Yik Yak is a digital message board that allows people within a certain geographic area to post anonymous comments that anyone can read. When I was a student, posts ranged from harmless inside jokes to very specific (think calling out students by name) comments about everything from sexual exploits to drunken campus parties.
At the time, almost everyone I knew was using the app. And it wasn’t just the 1,800 students at my small college. Yik Yak quickly picked up traction at universities and high schools across the country, and raised $60 million in venture capital and earned a valuation over $350 million.
But now, it looks like college students might be over the anonymous gossip app.
When Tech Insider surveyed college students across the country earlier this month to find out what apps are must-haves for today’s undergraduates, Yik Yak was nowhere to be found. While apps like Instagram and Snapchat topped the list, students don’t seem to be buzzing about Yik Yak like they were two years ago.
“It [Yik Yak] used to be all that, but now I feel like most app-based socialising in college happens on Tinder, ” one student explained.
In fact, several students listed Yik Yak among the apps they use least on their phones.
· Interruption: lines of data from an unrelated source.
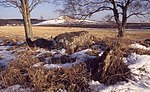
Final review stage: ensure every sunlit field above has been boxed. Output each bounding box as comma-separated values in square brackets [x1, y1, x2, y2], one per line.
[0, 26, 150, 40]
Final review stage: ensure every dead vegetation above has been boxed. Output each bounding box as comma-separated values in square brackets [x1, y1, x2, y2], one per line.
[0, 50, 90, 92]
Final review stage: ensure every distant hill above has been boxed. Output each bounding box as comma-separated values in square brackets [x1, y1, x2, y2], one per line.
[0, 19, 44, 26]
[35, 15, 102, 26]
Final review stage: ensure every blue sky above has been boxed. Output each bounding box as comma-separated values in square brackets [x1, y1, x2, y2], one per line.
[0, 3, 108, 20]
[0, 3, 150, 21]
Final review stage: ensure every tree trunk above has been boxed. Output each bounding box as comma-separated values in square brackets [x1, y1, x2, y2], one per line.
[112, 0, 125, 37]
[21, 0, 33, 47]
[117, 25, 125, 37]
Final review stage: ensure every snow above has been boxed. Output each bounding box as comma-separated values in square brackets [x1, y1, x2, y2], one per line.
[34, 16, 99, 25]
[89, 53, 150, 92]
[33, 49, 103, 69]
[131, 43, 150, 50]
[35, 19, 65, 25]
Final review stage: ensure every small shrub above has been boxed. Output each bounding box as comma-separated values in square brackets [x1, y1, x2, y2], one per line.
[0, 54, 89, 92]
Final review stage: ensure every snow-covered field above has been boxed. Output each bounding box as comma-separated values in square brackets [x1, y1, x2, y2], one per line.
[34, 16, 100, 26]
[0, 39, 150, 92]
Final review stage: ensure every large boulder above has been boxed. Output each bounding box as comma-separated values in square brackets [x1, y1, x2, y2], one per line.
[54, 31, 96, 53]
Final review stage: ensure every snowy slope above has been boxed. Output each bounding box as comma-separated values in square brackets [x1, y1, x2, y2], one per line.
[34, 16, 100, 25]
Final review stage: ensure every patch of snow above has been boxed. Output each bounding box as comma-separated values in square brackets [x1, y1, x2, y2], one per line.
[0, 85, 33, 92]
[71, 49, 96, 62]
[34, 16, 99, 25]
[34, 19, 65, 25]
[89, 53, 150, 92]
[44, 61, 81, 69]
[131, 43, 150, 50]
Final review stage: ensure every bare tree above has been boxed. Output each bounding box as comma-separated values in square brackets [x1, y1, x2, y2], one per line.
[0, 0, 48, 46]
[60, 0, 150, 37]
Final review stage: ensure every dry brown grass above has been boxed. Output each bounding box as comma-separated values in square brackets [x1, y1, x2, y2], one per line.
[0, 51, 89, 92]
[0, 26, 150, 40]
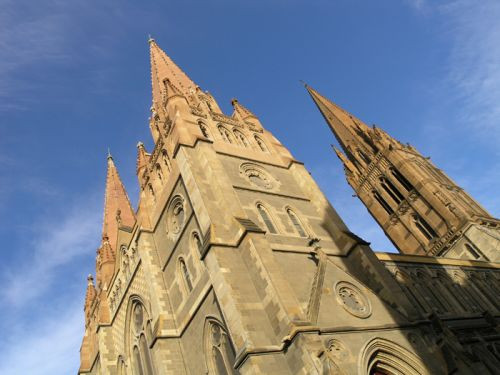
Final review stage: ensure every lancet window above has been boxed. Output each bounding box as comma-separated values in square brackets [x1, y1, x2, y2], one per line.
[179, 258, 193, 293]
[161, 150, 174, 171]
[358, 150, 372, 165]
[130, 301, 155, 375]
[148, 184, 156, 202]
[255, 135, 269, 152]
[380, 176, 404, 204]
[155, 164, 163, 183]
[193, 232, 203, 254]
[198, 121, 212, 139]
[412, 214, 437, 241]
[372, 190, 394, 215]
[234, 130, 248, 147]
[286, 208, 307, 237]
[218, 125, 234, 143]
[204, 319, 238, 375]
[257, 203, 278, 234]
[391, 168, 413, 191]
[465, 243, 481, 259]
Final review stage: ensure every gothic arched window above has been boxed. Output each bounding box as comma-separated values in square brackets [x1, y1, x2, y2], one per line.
[380, 176, 404, 204]
[257, 203, 278, 234]
[465, 243, 481, 259]
[372, 190, 394, 215]
[411, 214, 437, 241]
[391, 168, 413, 191]
[148, 184, 156, 202]
[234, 130, 248, 147]
[358, 150, 372, 164]
[217, 125, 234, 143]
[155, 164, 163, 183]
[255, 135, 269, 152]
[193, 232, 203, 254]
[286, 208, 307, 237]
[179, 258, 193, 293]
[130, 301, 155, 375]
[198, 121, 212, 139]
[161, 150, 174, 171]
[204, 319, 238, 375]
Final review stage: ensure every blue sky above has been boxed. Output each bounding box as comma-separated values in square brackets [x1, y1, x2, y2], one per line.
[0, 0, 500, 374]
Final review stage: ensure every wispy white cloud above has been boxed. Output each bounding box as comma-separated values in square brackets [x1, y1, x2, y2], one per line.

It’s not too surprising. As Tech Insider’s Alex Heath points out, Google searches for Yik Yak have been dropping consistently since November 2015 and the app doesn’t crack the top 50 most downloaded social networking apps in Apple’s App Store, according to App Annie. Yik Yak declined to tell Heath how many users it currently has, offering only that the app is available on over 2,000 campuses in a few English speaking countries.
Even if students are moving away from the app, it’s still made headlines in recent months, but that’s not necessarily a good thing. In September 2015, controversy arose on the app over the #BlackLivesMatter movement at the University of Delaware. And a month later at the University of Missouri, several “terrorist threats” were posted to the app.
Though a recent visit from Donald Trump to Liberty University in Virginia showed the app does provide some useful features, this doesn’t seem to be the case everywhere.
“Yik Yak used to be super popular, but it’s lost its charm,” one student told Tech Insider.
Earlier this week, Yik Yak rolled out a new feature that gives users the option to post using an account handle, rather than posting anonymously. All users will be required to create a handle, but posting with it with be optional. Still, the changes signify that Yik Yak knows it needs to make some changes to maintain its popularity.
And those changes can’t come fast enough.
“Yik Yak isn’t a thing at my school anymore,” a college student told TI. “It used to be popular, but now only freshmen use it.”